Discovery of cells that keep immune responses in check wins medicine Nobel Prize
"After narrowing the mutation's location down to a stretch of 500,000 nucleotides that included 20 genes, they carefully scanned 19 of them before finding a mutation in the very last one; it was a small, two-base pair insertion that threw the coding out of frame and resulted in a stunted protein. The mutated gene hadn't been studied before, but it looked like others that were classified as forkhead/winged-helix genes, so Brunkow and Ramsdell called it Foxp3."
"The pair then did genetic rescue experiments, putting normal Foxp3 genes back into scurfy mice-doing it in five lines, for good measure. The genetic rescue prevented the severe autoimmune disease in the male scurfy mice and confirmed that the mutant Foxp3 was the source of the problem. The researchers then connected dots between scurfy mice and a disease in humans, called IPEX (immune dysregulation, polyendocrinopathy, enteropathy, X-linked). IPEX causes a fatal autoimmune disease in young boys."

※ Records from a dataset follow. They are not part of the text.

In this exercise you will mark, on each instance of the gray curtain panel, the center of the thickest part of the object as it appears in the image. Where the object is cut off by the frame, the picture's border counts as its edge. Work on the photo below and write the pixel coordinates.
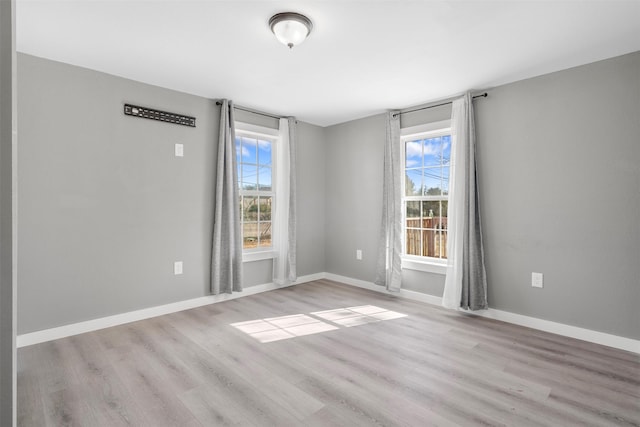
(389, 264)
(293, 224)
(226, 263)
(474, 278)
(466, 282)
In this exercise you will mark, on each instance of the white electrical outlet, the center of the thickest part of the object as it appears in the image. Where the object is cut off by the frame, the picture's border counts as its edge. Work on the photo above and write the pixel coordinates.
(537, 280)
(177, 267)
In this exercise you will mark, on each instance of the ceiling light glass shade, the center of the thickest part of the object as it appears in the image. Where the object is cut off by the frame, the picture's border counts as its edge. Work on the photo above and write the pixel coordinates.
(290, 28)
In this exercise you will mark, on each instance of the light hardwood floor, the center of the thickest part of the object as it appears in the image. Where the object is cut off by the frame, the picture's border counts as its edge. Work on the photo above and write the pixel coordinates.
(431, 367)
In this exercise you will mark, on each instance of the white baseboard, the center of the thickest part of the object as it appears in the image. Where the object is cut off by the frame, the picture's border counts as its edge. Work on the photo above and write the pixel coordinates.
(589, 335)
(404, 293)
(146, 313)
(596, 337)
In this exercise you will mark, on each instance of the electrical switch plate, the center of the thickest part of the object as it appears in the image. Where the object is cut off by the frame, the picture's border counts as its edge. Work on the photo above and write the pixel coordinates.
(537, 280)
(177, 267)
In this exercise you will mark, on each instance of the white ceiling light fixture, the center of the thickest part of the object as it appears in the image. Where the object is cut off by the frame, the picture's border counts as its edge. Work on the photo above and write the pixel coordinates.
(290, 28)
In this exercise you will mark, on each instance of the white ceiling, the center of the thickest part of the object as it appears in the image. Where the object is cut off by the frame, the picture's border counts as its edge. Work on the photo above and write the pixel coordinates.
(362, 58)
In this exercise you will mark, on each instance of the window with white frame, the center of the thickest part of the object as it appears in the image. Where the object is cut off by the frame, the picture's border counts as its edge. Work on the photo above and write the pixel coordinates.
(426, 162)
(255, 150)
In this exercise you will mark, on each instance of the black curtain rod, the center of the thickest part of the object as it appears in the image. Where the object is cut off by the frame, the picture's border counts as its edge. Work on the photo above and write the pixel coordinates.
(482, 95)
(237, 107)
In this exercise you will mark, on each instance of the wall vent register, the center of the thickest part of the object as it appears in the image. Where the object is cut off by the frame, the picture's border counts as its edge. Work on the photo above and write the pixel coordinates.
(162, 116)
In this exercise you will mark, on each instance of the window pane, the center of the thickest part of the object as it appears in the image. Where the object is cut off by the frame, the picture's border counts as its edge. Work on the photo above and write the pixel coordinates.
(265, 234)
(249, 177)
(265, 208)
(238, 150)
(413, 154)
(249, 150)
(445, 180)
(433, 152)
(430, 213)
(413, 182)
(444, 214)
(413, 210)
(413, 241)
(250, 208)
(433, 181)
(446, 149)
(264, 178)
(250, 234)
(264, 152)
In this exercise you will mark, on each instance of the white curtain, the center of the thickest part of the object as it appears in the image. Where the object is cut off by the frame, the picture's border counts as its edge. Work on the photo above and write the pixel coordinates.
(465, 284)
(284, 236)
(389, 264)
(226, 263)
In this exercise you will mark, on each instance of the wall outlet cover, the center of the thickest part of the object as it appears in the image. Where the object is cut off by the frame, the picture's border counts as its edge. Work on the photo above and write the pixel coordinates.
(177, 267)
(537, 280)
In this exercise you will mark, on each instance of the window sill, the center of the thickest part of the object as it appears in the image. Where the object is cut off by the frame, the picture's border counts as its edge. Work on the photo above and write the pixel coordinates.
(257, 256)
(411, 263)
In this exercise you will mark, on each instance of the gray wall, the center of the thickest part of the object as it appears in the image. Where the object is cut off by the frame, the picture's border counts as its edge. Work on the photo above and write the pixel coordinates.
(559, 177)
(106, 208)
(560, 194)
(311, 199)
(354, 159)
(7, 218)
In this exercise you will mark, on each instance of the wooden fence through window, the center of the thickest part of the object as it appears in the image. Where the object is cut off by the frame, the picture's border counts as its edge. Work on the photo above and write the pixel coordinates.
(428, 238)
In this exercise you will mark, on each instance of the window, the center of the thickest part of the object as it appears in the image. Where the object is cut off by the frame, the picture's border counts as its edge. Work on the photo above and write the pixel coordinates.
(255, 158)
(426, 160)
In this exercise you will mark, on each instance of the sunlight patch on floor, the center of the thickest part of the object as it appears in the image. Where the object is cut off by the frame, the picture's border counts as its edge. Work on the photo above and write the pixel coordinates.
(296, 325)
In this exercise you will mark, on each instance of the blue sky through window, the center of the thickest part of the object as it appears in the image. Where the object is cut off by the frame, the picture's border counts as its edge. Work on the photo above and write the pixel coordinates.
(427, 165)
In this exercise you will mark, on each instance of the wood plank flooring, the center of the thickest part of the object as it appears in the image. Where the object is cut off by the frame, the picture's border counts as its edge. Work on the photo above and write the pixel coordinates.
(430, 367)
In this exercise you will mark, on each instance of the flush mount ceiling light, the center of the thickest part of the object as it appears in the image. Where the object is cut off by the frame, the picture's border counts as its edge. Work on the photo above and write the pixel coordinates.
(290, 28)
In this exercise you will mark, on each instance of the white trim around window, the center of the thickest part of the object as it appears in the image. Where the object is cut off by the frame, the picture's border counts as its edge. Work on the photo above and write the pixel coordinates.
(413, 262)
(248, 130)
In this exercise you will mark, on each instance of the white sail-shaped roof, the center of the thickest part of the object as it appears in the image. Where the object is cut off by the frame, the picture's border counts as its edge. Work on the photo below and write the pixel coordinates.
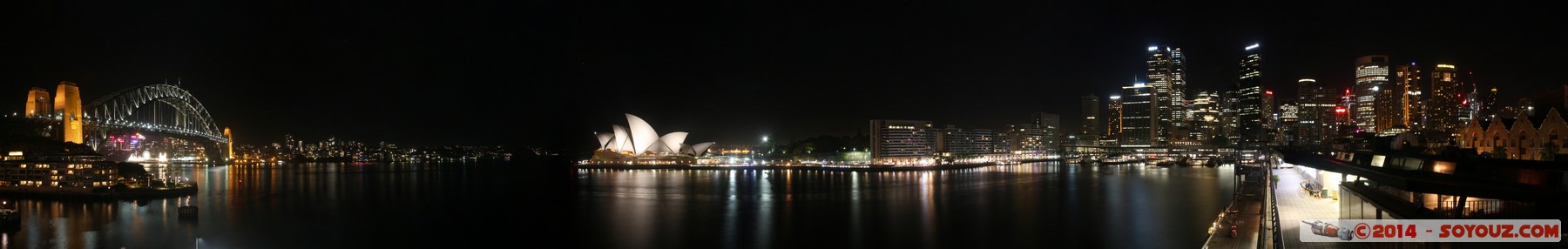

Researchers narrowed an X-chromosome mutation to a 500,000-nucleotide region containing 20 genes and found a two-base-pair insertion in the Foxp3 gene that caused a frameshift and produced a stunted protein. Restoring normal Foxp3 in scurfy mice prevented severe autoimmune disease, confirming the mutation as causal. Mutations in human FOXP3 were linked to IPEX, a fatal early-onset autoimmune syndrome in boys. Foxp3 expression is selectively induced in regulatory T cells, and ectopic Foxp3 converts helper T cells into regulatory cells. Foxp3 functions as a master transcriptional regulator that enables T cells to enforce peripheral immune tolerance.